Mattarella il nuovo presidente della Repubblica, Mariano: “Ha vinto il Pd unito”, Zizza: “Si è rotto il patto, ma rispetto istituzionale”

ROMA- Sergio Mattarella è il nuovo presidente della Repubblica. Alla quarta votazione, si raggiunge il quorum e Mattarella conquista 665 voti. Renzi ce la fa, riesce a tenere unito il Partito democratico, rompe il patto con Berlusconi e elegge il nuovo presidente della Repubblica. Sergio Mattarella 74 anni siciliano, esponente della Democrazia cristiana, giudice costituzionale, uomo delle riforme.

elisa marianoArrivano i primi commenti dei parlamentari locali. Seconda elezione del presidente della Repubblica per la deputata  del Pd Elisa Mariano, in pochi anni da parlamentare, questa è la sua prima legislatura, ha già vissuto un doppio appuntamento. “Abbiamo scritto una bellissima pagina della storia di questo- afferma la democratica all’uscita dall’aula- abbiamo dato all’Italia il presidente che merita.

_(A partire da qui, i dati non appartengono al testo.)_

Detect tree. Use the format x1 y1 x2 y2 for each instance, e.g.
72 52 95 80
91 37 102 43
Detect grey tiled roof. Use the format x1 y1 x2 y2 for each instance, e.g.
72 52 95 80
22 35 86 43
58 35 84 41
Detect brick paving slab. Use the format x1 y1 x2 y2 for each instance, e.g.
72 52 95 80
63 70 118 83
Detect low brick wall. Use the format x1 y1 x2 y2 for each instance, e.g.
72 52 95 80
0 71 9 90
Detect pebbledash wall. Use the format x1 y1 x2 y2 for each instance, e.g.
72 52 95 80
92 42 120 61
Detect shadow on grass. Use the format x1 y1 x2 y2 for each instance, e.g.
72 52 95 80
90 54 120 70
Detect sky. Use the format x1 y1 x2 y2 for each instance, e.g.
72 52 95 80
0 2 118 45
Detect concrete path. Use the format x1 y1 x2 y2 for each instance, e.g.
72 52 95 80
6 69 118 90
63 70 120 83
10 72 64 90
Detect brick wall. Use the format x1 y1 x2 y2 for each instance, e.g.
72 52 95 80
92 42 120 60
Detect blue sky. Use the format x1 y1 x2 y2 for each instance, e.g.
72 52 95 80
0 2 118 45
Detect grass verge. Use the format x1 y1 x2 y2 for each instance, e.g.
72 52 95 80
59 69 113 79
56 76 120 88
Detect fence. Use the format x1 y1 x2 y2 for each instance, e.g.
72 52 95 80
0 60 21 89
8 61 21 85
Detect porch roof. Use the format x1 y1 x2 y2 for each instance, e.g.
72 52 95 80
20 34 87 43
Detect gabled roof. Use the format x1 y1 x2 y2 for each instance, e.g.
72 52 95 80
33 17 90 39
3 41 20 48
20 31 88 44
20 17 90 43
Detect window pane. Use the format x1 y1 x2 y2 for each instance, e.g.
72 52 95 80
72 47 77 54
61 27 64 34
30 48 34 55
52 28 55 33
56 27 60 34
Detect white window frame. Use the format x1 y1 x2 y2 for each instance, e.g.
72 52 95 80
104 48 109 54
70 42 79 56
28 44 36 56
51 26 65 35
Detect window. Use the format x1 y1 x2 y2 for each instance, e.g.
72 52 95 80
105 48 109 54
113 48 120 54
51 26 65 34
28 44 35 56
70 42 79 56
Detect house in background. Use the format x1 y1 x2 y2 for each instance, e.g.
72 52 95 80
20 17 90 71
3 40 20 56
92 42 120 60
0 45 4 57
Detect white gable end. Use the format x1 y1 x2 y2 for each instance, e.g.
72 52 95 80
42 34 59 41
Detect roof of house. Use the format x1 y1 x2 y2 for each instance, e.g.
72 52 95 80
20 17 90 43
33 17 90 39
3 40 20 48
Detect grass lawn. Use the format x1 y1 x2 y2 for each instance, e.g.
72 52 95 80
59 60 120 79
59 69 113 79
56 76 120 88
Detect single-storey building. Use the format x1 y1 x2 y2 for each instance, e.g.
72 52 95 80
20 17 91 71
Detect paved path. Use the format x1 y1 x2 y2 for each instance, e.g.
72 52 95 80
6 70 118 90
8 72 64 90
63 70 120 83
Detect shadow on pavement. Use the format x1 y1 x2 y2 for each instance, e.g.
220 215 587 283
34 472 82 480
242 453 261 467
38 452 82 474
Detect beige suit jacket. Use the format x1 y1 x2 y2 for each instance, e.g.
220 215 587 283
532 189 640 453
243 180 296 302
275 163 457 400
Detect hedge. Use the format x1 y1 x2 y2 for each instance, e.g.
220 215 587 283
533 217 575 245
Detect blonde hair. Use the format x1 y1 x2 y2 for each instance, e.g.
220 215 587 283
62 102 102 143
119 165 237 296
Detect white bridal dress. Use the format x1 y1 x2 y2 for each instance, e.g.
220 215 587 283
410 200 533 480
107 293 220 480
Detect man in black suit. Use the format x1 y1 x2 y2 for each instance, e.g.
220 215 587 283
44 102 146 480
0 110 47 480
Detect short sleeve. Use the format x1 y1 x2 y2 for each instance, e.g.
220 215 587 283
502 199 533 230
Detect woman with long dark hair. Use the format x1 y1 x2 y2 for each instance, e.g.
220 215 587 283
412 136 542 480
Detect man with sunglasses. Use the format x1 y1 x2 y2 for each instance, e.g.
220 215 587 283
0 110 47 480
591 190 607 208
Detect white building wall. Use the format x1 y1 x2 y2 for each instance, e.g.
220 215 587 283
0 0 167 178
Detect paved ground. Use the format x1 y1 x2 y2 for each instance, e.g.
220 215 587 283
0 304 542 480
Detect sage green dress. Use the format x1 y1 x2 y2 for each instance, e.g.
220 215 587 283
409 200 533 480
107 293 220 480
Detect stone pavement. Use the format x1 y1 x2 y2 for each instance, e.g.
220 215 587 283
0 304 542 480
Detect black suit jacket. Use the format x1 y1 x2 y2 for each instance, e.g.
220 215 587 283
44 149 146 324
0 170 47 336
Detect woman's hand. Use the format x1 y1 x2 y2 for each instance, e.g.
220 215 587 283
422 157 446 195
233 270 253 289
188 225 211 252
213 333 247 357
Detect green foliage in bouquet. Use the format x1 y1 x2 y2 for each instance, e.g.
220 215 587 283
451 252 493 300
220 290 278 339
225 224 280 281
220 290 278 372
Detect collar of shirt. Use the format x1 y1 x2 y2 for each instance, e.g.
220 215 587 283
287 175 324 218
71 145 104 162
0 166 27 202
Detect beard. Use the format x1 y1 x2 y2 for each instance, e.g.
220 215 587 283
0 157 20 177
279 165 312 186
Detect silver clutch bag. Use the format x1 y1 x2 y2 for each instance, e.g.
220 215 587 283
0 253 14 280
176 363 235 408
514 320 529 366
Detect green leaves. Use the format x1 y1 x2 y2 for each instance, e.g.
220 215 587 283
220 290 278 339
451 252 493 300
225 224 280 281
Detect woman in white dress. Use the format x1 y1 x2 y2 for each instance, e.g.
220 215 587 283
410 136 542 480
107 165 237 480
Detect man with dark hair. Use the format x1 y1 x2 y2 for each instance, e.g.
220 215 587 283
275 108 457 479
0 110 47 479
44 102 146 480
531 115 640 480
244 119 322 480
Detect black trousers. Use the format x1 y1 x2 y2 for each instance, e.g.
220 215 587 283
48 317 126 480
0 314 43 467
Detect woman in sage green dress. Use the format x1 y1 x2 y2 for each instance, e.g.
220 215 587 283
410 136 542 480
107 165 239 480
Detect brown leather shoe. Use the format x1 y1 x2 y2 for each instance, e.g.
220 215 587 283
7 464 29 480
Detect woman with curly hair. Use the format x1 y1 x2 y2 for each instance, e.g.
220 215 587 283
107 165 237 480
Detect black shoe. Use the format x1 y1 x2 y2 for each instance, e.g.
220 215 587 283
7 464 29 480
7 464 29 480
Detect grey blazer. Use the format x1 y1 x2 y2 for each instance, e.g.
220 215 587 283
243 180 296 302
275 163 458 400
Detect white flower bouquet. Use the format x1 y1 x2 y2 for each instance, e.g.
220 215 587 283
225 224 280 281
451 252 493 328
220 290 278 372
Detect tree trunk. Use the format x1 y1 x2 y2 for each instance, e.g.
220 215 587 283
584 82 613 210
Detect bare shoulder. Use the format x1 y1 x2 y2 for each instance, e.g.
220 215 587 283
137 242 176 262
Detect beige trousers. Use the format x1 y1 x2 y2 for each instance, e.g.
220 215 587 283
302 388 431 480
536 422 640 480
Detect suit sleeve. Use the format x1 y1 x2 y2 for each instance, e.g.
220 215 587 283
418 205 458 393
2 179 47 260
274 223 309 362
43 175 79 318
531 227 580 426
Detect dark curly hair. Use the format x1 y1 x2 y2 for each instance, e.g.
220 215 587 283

Una personalità autorevole, amante della Costituzione, e di grande levatura morale. Un capolavoro di Renzi che è riuscito a tenere unito il Pd in un passaggio difficile. Ed è riuscito a restituire credibilità al Parlamento”.

Il riferimento è alla precedente elezione del presidente della Repubblica, dove i partiti e lo stesso Pd hanno dovuto chiedere aiuto a Giorgio Napolitano, non essendo in grado di eleggere un nuovo presidente.

vittorio zizzaSi rompe il patto del Nazareno, tra Renzi e Berlusconi. Ai parlamentari di Forza Italia l’indicazione era quella di votare scheda bianca. “Ho votato scheda bianca- spiega il senatore azzurro Zizza- ma da oggi Mattarella è il mio presidente. Grande rispetto istituzionale e un uomo della democrazia cristiana come tanti di noi. Renzi non ha mantenuto l’accordo con Berlusconi ma non ho condiviso chi non ha partecipato al voto”.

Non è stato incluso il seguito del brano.